Alright, this was surprisingly amusing. Thanks.
>1995 - Brendan Eich reads up on every mistake ever made in designing a programming language, invents a few more, and creates LiveScript. Later, in an effort to cash in on the popularity of Java the language is renamed JavaScript. Later stil, in an effort to cash in on the popularity of skin diseases the language is renamed ECMAScript.
1958 - John McCarthy and Paul Graham invent LISP.
1983 - Bjarne Stroustrup bolts everything he's ever heard of onto C to create C++. The resulting language is so complex that programs must be sent to the future to be compiled by the Skynet artificial intelligence.
I genuinely laughed out loud at this article.
1986 - Inspired by Prolog, Joe Armstrong designs a massively scalable messaging system that allows computers to SMS each other and has the attention span of a teenager. He calls it Erlang.
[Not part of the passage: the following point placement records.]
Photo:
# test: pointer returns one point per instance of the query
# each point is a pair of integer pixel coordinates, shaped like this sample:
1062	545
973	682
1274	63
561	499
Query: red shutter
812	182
[1] I suspect a large part of this like is due to the old trick of throwing in a reference only a subgroup of the readership will appreciate, thus forming a special bond with the author.
This sounds vaguely familiar.
And if anyone is wondering (as I was) how many programming languages there are, http://people.ku.edu/~nkinners/LangList/Extras/langlist.htm has information on about 2500 languages.
Neither was there! Bizarre...
"1986 - Brad Cox and Tom Love create Objective-C, announcing "this language has all the memory safety of C combined with all the blazing speed of Smalltalk." Modern historians suspect the two were dyslexic."